Others too have been touched by Lindell’s words. Long-standing rivals have begun working together for the betterment of mankind with her as their guide. Bloods and Crips have begun laying down their guns and joining together in book clubs and poetry circles throughout south-central Los Angeles. Republicans and Democrats have spent the last few weeks trying to figure out fiscally responsible and compassionate legislation to better the country as a whole. Even whalers and hippies have sat down for constructive discussion of the challenges of balancing cultural heritage and environmental needs.

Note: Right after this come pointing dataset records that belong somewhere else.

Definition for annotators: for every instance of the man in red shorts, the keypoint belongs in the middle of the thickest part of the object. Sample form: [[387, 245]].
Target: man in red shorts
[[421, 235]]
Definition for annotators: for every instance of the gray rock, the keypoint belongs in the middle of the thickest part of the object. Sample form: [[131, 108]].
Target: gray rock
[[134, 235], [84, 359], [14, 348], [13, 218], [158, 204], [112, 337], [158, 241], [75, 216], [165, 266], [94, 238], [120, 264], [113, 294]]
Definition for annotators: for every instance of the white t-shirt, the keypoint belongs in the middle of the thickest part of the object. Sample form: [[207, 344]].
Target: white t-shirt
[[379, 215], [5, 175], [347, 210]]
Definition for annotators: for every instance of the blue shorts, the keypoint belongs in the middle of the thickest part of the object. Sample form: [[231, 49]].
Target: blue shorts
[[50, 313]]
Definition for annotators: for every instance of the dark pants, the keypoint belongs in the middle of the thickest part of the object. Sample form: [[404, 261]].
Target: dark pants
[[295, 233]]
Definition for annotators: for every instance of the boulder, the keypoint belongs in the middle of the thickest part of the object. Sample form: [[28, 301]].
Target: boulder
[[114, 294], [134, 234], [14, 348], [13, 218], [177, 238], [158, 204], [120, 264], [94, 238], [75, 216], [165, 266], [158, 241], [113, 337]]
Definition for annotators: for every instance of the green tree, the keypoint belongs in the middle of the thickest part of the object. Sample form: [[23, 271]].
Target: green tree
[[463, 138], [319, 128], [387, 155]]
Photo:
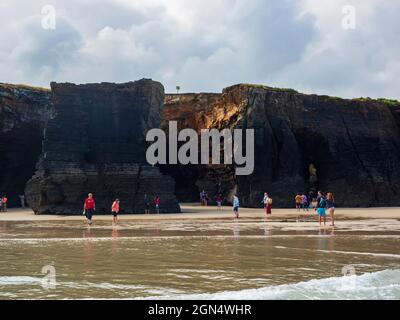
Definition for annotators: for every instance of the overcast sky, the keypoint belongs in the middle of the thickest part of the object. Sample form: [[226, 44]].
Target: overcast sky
[[206, 45]]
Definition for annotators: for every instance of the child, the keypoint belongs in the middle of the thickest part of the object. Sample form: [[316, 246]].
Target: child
[[89, 207], [157, 202], [146, 205], [236, 205], [267, 202], [320, 209], [304, 202], [297, 200], [218, 200], [115, 211]]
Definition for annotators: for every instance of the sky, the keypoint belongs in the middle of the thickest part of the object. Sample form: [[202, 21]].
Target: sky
[[346, 48]]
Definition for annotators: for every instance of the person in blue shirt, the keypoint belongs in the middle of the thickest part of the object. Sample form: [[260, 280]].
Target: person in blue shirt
[[236, 205]]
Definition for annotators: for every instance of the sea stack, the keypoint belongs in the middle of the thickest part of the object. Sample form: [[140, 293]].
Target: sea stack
[[350, 147], [96, 143], [24, 113]]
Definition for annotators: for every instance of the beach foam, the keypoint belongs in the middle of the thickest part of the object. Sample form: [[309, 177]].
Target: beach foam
[[377, 285]]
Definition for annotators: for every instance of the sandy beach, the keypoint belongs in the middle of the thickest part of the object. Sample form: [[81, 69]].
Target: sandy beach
[[195, 211]]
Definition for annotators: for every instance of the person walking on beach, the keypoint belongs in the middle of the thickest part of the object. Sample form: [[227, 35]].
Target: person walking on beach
[[218, 200], [4, 201], [115, 211], [267, 201], [157, 202], [304, 202], [146, 205], [236, 205], [22, 200], [330, 204], [89, 207], [311, 199], [320, 208], [297, 200]]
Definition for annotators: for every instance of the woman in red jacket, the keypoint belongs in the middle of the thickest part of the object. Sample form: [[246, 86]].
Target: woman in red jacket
[[89, 207]]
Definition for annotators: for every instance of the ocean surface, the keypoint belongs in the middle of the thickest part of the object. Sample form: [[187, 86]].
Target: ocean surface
[[200, 259]]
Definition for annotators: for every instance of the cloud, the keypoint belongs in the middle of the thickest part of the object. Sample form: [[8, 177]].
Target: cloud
[[206, 45]]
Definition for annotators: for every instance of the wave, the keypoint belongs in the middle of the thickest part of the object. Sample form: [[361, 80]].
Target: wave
[[382, 285]]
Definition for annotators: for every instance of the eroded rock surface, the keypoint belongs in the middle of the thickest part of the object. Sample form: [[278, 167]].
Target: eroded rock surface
[[354, 145], [24, 112], [96, 143]]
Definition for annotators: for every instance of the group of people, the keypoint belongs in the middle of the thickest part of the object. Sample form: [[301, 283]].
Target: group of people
[[322, 204], [89, 207]]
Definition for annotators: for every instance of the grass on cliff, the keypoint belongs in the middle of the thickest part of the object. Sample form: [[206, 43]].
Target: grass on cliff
[[23, 86], [268, 88], [391, 102]]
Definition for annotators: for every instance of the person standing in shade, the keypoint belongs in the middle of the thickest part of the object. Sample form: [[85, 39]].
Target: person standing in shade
[[115, 211], [22, 200], [236, 205], [218, 200], [304, 202], [89, 207], [4, 201], [267, 202], [157, 202], [146, 205], [330, 204], [202, 197], [297, 200], [320, 209]]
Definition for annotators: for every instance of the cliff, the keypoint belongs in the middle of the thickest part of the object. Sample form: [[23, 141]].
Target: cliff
[[96, 143], [24, 112], [302, 142]]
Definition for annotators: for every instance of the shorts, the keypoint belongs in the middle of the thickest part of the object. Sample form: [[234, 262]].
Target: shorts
[[89, 214]]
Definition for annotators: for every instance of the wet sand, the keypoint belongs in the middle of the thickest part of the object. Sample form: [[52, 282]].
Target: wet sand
[[195, 211], [202, 253]]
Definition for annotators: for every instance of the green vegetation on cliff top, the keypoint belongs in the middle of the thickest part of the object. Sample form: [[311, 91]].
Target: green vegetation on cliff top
[[392, 102], [23, 86]]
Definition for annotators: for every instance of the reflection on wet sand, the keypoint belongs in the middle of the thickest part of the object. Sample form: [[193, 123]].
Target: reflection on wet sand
[[167, 258]]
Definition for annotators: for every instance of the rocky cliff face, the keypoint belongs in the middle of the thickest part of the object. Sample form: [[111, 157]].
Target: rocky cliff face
[[96, 143], [24, 112], [302, 142]]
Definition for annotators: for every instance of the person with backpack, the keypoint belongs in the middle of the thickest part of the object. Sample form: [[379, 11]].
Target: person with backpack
[[304, 202], [297, 200], [89, 207], [267, 201], [236, 205], [146, 205], [157, 202], [320, 208], [115, 211], [4, 201], [218, 200], [330, 204]]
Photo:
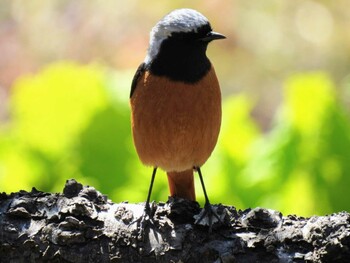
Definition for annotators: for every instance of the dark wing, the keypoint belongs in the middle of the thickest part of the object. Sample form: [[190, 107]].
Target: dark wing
[[140, 70]]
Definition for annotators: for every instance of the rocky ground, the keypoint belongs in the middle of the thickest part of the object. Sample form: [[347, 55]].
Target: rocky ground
[[82, 225]]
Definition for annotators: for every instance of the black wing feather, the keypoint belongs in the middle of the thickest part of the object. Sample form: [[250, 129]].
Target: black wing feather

Even hard-core members of al-Qaeda have been moved by Lindell’s message of hope. Instead of spending their money on weapons, they have started implementing infrastructure for education, medicine and trade to make their communities prosper. They have also started planting trees, and the lush forests that have sprung up in the Middle East have not only helped combat global warming but are also attracting blue herons back to their natural habitat, which had so recently been ravaged by war. This means the blue herons have stopped eating the near-extinct Himalayan tree frog, believed by many leading scientists to hold the key to curing cancer. However, the modest Lindell has taken no credit for this, and she even declined to accept President Obama’s Nobel Peace Prize with his name crossed out and hers written over it.
Lindell spent the last few days of break healing the blind, deaf and illiterate with a molecule synthesized for her General Chemistry final project with Associate Professor Bill Sangui. The byproduct for this molecule is an oil substitute that produces clean drinking water when burned, and it is twice as efficient as gasoline and 200 times cheaper. She plans to spend next semester tackling the problem of world hunger.
The college would also like to congratulate sophomore Mark Stevens for spending break reading books, visiting old friends and catching up on his sleep.